A fax we received at the office:

 

Dear Amy,

I wanted to send you a thank you card but I do not have your address.

From the bottom of my heart, I thank you! You have no idea what this means to me.

I sleep peacefully now, no longer cold and frightened of the situation I was in before this beautiful furnace.

Worrying about this cancer and not missing work was enough of a strain. I never asked anyone for anything before. I never had anyone who could help me with something as big as this.

I believe the stress that is gone helps me cope better with cancer.

People see a difference in me.  I feel a little more lighthearted.

You did all of this, and I will never be able to thank you enough!

Love,
Dolly

 

Our deepest appreciation to those who support the mission of Hosanna Industries.

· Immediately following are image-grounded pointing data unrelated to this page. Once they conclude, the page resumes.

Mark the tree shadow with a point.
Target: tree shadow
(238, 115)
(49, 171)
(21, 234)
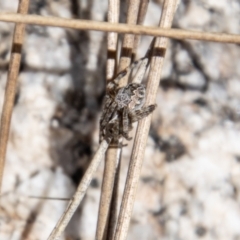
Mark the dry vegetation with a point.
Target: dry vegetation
(78, 131)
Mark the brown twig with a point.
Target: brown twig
(128, 40)
(111, 161)
(120, 28)
(141, 16)
(80, 192)
(15, 59)
(144, 125)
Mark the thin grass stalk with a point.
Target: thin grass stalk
(136, 14)
(80, 192)
(14, 65)
(111, 161)
(141, 17)
(128, 40)
(113, 156)
(114, 203)
(120, 28)
(144, 125)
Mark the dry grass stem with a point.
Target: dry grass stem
(143, 127)
(110, 171)
(111, 161)
(141, 16)
(119, 28)
(80, 192)
(128, 40)
(14, 64)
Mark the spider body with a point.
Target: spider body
(122, 107)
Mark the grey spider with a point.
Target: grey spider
(122, 107)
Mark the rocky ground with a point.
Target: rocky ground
(190, 182)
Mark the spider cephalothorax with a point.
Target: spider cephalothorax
(122, 107)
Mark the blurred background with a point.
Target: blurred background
(190, 182)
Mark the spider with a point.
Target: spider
(122, 107)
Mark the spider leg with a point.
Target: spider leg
(141, 113)
(125, 123)
(106, 117)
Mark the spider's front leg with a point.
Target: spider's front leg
(141, 113)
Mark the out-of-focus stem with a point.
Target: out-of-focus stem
(15, 59)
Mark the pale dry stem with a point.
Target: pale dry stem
(15, 59)
(111, 160)
(144, 125)
(120, 28)
(80, 192)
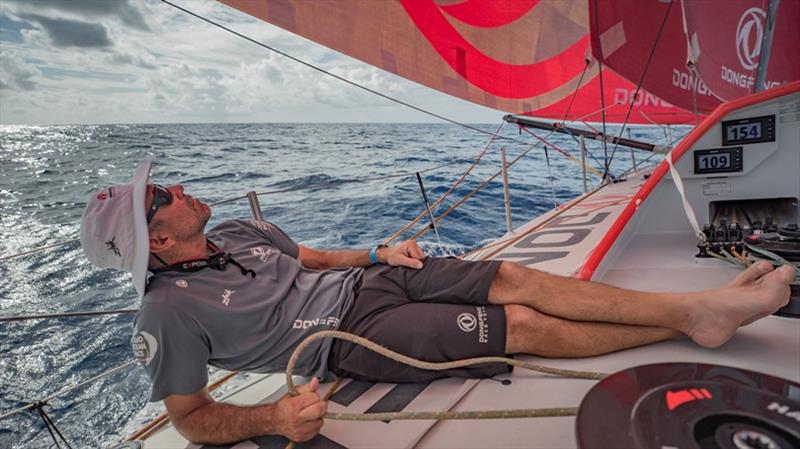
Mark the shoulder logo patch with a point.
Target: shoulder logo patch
(144, 347)
(226, 296)
(262, 252)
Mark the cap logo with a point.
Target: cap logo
(112, 246)
(102, 195)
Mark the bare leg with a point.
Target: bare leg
(710, 317)
(532, 332)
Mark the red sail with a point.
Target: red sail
(518, 56)
(722, 38)
(726, 41)
(625, 32)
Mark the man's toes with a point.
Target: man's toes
(752, 273)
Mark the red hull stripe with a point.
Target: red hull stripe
(598, 254)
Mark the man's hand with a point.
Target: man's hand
(299, 418)
(406, 254)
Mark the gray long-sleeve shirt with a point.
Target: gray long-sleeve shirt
(236, 322)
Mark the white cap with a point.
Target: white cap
(114, 228)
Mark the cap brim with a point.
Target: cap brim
(141, 256)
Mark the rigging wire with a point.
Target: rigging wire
(91, 313)
(550, 177)
(51, 426)
(641, 78)
(69, 389)
(445, 194)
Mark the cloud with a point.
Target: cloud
(121, 10)
(15, 73)
(71, 33)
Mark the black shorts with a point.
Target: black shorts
(438, 313)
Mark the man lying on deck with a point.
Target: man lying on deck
(242, 296)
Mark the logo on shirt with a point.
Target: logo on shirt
(263, 225)
(111, 245)
(331, 321)
(226, 296)
(144, 347)
(263, 253)
(466, 322)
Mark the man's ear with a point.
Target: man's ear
(160, 241)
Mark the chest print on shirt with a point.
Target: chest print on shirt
(226, 296)
(263, 225)
(263, 253)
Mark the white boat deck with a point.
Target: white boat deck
(653, 250)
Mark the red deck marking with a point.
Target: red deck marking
(677, 398)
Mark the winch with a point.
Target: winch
(761, 241)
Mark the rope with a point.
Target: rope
(440, 366)
(67, 315)
(503, 244)
(641, 78)
(445, 194)
(563, 152)
(51, 426)
(68, 389)
(469, 195)
(550, 177)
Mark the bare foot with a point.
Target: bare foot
(757, 292)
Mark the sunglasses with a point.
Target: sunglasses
(161, 197)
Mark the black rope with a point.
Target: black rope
(550, 175)
(641, 78)
(575, 92)
(51, 426)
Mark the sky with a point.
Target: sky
(143, 61)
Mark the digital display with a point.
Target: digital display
(721, 160)
(746, 131)
(749, 130)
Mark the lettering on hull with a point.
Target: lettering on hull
(556, 239)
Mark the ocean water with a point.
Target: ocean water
(47, 172)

We thank you for helping to keep Dolly warm and for making her more”lighthearted” during a very difficult time in her life.

-From an earlier e-blast.  (Sign up for our e-blasts on the bottom of our website.)

First Day of Spring Break

21 April

It was our first day of SPRING BREAK. I had thoughts of sleeping in and being lazy.

But I was asked to help Hosanna Industries.  Callie and I were happy to get up bright and early, 9am to about 2:30pm.  In that short time, a ramp was built, a sidewalk laid, a roof replaced, some light landscaping and fellowship and prayer happened.

Volunteering with this organization gives you an opportunity to work hard.  BUT it also gives you an opportunity to see LOVE at WORK! Every person in the group belongs.  There is work for everyone to do.  Helping place shingles on a roof, raking up leaves, building a wheelchair ramp, visiting with clients, placing paving stones or simply picking up after the work is done–everyone belongs. The best part of volunteering with Hosanna however, is getting to know people and loving strangers–hugging someone you didn’t know before, listening to stories of life, laughing with a new friend, witnessing tears of thankfulness…

Christan & Callie (age 7), volunteering with Hosanna Industries on Maundy Thursday, 2017

The folks at Hosanna WORK HARD, but they LOVE even HARDER! And during this Holy Week, I wouldn’t have wanted to be any place else.  It is important to me to raise my daughter to know this kind of love.  I want to help her understand how God loves her, and the work Hosanna does mirrors how HE has called us to love.  You can see WHY they work so hard! HE is the reason! And the love is so true and genuine.

Thank you folks for being such living sacrifices! Happy Easter!